Feb. 20 (UPI) -- Members of the European Union remain dependent on fossil fuels even with robust low-carbon policies, the bloc's record-keeping arm reported.
European energy consumption was below its peak from 2006 by a little more than 11 percent, Eurostat reported. Nearly 75 percent of that demand, however, was supported by fossil fuels.
Two years ago, greenhouse gas emissions in the European Union were 22 percent below a benchmark set to 1990 levels, beating the bloc's goal ahead of schedule. The share of renewable energy on the collective grid is 16 percent, based on 2014 data, with three years left to the end of the 2020 agenda.
The region already has plans to cut emissions of carbon dioxide, a potent greenhouse gas, by at least 40 percent by 2030. Fossil fuels remain the dominant source of energy by far, although usage rates have declined steadily in the 15-year period ending in 2015.
"However, over this period, EU dependency on imports of fossils fuels has increased, with 73 percent imported in 2015 compared with just over half in 1990," Eurostat reported.
By country, Germany is the largest energy consumer in the EU, but also is among the leaders in renewable energy use. Denmark, meanwhile, cut its fossil fuel consumption the most over the 15 year period, moving from 91 percent to 69 percent.
"However, the large majority of member states remains highly reliant on fossil fuels for their energy consumption," the report read.

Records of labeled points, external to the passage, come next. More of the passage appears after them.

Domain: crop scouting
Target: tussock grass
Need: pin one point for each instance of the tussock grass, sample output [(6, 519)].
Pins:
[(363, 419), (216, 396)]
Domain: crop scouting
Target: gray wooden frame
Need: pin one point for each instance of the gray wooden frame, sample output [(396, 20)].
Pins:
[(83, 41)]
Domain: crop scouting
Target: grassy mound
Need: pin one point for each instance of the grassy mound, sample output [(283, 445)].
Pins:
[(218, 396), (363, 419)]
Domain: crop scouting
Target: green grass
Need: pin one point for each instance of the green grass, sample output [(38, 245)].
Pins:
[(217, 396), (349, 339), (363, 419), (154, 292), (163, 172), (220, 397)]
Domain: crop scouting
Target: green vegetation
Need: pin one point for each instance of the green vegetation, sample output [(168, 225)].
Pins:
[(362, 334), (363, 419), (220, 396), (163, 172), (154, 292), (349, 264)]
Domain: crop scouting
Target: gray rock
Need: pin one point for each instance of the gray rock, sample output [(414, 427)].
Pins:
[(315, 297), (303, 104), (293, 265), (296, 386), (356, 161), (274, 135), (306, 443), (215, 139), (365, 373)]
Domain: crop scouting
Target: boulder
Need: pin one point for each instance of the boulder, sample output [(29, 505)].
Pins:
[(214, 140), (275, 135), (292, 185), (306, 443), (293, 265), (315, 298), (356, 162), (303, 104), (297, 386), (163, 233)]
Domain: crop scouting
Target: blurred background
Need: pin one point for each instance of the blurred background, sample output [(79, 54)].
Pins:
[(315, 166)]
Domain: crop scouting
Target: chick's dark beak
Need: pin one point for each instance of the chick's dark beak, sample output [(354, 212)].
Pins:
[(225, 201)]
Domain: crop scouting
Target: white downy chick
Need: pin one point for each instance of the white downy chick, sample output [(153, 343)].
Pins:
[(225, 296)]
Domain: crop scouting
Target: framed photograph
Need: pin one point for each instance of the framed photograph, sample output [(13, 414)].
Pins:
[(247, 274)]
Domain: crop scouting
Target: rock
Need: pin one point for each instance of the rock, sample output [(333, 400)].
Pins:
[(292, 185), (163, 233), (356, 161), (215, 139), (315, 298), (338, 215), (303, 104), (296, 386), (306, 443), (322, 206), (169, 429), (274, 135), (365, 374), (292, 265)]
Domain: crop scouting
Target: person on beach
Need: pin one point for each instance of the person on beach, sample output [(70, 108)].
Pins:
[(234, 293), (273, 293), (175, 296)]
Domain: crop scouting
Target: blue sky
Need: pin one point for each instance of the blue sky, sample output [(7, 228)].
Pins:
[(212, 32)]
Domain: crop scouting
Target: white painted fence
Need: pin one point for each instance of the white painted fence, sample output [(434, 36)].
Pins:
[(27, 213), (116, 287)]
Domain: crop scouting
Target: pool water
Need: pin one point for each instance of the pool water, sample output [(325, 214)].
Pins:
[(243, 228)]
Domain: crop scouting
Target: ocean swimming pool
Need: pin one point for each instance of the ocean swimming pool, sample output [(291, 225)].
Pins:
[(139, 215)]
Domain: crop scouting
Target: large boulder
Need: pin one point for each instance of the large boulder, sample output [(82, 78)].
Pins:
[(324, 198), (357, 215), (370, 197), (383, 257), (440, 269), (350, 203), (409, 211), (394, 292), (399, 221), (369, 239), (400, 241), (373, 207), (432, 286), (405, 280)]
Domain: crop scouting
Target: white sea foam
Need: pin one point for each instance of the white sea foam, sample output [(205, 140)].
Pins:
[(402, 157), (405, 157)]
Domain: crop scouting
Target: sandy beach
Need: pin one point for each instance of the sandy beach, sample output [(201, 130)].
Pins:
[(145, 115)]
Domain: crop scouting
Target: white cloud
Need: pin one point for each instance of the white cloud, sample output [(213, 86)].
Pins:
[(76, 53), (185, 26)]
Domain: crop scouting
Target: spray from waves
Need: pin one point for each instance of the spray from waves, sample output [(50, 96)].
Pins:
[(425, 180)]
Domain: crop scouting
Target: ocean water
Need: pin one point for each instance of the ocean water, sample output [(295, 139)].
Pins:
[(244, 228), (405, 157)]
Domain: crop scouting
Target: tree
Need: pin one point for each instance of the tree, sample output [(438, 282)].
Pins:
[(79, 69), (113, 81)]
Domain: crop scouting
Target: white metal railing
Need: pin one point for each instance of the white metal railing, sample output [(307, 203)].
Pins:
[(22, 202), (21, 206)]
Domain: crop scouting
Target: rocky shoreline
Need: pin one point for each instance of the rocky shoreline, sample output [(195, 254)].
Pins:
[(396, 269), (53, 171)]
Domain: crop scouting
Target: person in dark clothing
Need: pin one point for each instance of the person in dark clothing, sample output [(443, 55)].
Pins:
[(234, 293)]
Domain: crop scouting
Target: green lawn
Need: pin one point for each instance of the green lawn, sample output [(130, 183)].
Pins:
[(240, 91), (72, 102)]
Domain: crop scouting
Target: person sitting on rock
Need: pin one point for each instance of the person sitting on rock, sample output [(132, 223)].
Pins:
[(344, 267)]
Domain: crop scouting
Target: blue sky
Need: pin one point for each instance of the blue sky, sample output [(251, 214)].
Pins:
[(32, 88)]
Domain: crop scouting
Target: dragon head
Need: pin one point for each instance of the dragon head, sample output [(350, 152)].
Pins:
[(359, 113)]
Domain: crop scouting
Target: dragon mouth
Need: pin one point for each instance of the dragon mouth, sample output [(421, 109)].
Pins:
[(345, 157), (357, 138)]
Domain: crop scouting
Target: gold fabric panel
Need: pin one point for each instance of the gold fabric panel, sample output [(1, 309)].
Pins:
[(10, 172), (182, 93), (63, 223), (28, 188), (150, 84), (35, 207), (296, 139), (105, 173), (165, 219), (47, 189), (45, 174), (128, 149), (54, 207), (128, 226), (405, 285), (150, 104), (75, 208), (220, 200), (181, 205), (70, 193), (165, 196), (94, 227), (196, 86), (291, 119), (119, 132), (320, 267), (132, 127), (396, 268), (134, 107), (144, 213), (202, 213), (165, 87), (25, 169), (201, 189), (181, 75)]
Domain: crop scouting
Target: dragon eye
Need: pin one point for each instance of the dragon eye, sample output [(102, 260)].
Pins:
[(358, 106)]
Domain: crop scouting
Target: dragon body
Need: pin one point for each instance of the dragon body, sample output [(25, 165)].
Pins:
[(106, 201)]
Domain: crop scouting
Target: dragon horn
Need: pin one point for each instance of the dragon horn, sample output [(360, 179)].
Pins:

Since 1990, the regional gross domestic product grew by 50 percent, while emissions declined 22 percent, showing the European economy was decoupling from fossil fuels.
In January, Werner Hoyer, the president of the European Investment Bank, called on the broader European community to "lead the free world against the climate skeptics." By embracing a low-carbon economy, the bloc has cut its import bills for fossil fuels by $17 billion since climate benchmarks were adopted.